Open Chatbot addresses this problem through a fundamental architectural principle: files never leave your infrastructure. Instead of transmitting documents to AI providers, the system processes files locally, extracts only plain text content, and sends compact text-only payloads to AI inference endpoints. The key contributions of this work are:

• A three-stage privacy pipeline (local extraction, text-only transmission, immediate cleanup) that guarantees zero binary file leakage to cloud services.
• A multi-provider AI architecture supporting DeepSeek, OpenAI, and Anthropic models through a unified streaming interface.
• Comprehensive document processing supporting PDF (with OCR), Word, Excel, images, and 20+ source code formats, all processed locally.
• A production-ready implementation built on Next.js 16, React 19, and Vercel AI SDK 6 with TypeScript strict mode.

2. Related Work

The challenge of privacy-preserving AI interaction has been approached from several directions. Retrieval-Augmented Generation (RAG) systems (Lewis et al., 2020) store document embeddings in vector databases and retrieve relevant chunks during inference, but still require document content to be processed and stored in some form. Fully local LLM solutions (e.g., llama.cpp, Ollama) eliminate cloud dependency entirely but sacrifice the quality advantages of large-scale commercial models.

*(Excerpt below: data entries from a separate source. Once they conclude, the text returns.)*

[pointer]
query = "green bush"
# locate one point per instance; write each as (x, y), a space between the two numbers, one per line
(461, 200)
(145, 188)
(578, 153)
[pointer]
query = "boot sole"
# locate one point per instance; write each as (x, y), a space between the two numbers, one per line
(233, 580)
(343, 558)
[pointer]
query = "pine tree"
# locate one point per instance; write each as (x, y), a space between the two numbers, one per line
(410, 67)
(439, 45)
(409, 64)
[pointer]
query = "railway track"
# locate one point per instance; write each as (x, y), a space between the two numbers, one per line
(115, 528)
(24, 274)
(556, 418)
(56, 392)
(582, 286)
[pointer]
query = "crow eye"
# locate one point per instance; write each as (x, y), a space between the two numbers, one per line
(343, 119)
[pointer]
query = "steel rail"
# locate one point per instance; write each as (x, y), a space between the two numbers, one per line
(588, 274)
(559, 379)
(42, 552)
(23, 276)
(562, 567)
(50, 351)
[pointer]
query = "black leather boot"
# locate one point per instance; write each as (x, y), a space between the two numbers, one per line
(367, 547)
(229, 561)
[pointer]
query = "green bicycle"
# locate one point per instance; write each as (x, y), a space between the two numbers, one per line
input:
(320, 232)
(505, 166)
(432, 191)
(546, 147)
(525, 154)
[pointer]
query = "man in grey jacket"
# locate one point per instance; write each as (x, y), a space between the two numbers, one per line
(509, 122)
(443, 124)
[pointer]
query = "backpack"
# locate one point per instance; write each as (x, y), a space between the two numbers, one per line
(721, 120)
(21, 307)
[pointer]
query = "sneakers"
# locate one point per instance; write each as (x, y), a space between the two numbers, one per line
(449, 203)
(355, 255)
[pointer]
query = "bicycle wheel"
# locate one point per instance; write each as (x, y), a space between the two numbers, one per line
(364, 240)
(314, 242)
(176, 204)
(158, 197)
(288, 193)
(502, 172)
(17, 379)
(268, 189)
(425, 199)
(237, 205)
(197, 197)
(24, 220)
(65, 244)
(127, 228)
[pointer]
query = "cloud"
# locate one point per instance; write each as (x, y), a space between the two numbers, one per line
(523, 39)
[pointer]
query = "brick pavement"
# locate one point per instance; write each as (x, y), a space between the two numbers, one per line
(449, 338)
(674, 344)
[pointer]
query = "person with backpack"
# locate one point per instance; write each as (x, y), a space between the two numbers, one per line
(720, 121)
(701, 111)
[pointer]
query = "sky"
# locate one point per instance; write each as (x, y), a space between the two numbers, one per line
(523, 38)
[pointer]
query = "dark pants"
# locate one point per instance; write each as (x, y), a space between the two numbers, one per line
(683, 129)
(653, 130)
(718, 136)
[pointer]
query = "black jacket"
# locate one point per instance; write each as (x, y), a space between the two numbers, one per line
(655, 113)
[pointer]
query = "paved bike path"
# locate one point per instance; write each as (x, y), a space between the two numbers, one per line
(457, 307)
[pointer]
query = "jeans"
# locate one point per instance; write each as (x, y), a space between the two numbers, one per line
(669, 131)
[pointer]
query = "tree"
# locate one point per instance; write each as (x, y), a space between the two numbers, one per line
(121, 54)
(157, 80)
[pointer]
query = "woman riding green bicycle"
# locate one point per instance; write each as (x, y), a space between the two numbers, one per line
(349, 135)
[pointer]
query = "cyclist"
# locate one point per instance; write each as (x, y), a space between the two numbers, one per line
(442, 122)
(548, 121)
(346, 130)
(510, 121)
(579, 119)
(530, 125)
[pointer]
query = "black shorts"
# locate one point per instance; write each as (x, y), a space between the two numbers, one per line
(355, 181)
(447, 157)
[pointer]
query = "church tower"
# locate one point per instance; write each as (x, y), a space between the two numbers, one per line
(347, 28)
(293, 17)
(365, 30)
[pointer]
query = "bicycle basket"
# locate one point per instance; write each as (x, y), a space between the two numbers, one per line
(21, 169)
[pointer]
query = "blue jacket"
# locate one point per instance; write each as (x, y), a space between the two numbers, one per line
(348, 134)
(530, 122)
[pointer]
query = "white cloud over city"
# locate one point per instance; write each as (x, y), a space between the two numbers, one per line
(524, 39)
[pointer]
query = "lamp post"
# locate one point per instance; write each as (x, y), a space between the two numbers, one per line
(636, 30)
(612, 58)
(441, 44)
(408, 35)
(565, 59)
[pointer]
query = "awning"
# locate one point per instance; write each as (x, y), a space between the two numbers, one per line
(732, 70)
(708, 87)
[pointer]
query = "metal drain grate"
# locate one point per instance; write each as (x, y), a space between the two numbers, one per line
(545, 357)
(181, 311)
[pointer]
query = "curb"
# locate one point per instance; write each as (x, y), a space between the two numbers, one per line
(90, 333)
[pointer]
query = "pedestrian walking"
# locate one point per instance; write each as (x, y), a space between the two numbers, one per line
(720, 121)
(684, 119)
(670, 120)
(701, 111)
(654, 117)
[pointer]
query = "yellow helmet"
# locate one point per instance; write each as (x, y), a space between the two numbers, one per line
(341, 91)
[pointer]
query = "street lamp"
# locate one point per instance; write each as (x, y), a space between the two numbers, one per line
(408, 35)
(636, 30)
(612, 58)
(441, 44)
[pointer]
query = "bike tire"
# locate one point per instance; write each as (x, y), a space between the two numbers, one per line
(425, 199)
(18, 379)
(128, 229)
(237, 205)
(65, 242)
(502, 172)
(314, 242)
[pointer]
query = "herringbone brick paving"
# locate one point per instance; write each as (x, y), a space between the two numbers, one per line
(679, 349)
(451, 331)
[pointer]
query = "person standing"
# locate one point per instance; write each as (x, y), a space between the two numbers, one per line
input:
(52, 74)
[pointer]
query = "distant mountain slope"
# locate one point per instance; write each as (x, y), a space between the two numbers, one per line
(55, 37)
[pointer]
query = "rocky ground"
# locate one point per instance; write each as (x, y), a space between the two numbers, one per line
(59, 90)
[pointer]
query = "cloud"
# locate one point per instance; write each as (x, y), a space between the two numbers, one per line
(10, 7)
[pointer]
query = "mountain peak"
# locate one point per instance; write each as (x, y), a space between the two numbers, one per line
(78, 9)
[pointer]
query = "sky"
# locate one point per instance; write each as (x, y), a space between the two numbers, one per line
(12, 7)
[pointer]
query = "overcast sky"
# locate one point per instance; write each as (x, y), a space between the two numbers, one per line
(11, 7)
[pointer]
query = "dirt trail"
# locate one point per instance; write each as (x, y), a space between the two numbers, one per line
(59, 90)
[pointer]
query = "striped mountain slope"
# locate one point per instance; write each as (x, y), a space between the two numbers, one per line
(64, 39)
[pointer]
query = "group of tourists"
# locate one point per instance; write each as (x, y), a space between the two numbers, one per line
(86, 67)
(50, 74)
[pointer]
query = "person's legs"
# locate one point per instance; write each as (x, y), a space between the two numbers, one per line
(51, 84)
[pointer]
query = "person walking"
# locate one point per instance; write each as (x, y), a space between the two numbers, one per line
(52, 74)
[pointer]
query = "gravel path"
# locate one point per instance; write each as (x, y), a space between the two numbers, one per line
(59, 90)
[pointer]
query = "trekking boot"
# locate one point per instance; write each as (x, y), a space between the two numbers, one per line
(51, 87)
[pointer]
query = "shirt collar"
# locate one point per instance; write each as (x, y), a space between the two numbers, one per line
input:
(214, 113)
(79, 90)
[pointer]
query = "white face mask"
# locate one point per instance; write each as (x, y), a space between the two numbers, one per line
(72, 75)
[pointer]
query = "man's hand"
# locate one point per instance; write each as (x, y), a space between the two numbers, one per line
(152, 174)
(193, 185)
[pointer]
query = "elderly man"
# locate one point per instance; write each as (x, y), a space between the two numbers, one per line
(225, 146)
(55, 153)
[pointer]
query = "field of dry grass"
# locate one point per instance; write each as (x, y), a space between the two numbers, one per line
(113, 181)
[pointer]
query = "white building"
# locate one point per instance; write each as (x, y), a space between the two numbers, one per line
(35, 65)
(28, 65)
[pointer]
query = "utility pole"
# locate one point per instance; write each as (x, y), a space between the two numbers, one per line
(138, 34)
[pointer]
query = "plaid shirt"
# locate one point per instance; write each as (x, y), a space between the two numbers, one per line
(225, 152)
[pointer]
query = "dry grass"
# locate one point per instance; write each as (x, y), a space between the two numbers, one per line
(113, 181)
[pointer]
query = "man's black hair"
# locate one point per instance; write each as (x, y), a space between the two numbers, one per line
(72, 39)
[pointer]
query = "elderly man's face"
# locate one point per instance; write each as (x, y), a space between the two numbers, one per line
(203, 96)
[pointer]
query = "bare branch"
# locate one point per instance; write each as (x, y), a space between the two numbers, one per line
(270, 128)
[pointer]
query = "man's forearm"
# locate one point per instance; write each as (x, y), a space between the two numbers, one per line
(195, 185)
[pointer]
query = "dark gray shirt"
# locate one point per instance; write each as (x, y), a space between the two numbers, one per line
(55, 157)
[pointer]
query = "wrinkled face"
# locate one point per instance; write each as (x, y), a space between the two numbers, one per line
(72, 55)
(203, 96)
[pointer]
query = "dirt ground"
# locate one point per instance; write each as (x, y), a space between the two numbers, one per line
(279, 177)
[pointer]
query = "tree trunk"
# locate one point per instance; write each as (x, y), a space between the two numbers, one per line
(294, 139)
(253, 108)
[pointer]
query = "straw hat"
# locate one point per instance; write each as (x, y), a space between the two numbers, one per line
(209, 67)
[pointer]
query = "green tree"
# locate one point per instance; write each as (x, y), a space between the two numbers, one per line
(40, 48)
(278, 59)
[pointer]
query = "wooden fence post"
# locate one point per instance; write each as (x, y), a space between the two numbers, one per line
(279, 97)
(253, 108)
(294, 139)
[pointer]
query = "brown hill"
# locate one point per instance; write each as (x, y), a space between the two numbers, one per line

Existing privacy-focused chatbot solutions typically fall into two categories: fully local systems that run smaller models on-device, or enterprise API platforms with contractual data protection guarantees. Open Chatbot occupies a unique middle ground: it leverages the superior capabilities of large commercial models (GPT-4o, Claude Sonnet 4.5) while ensuring that only extracted text—not original files—reaches these services. This approach provides state-of-the-art AI quality without compromising document confidentiality.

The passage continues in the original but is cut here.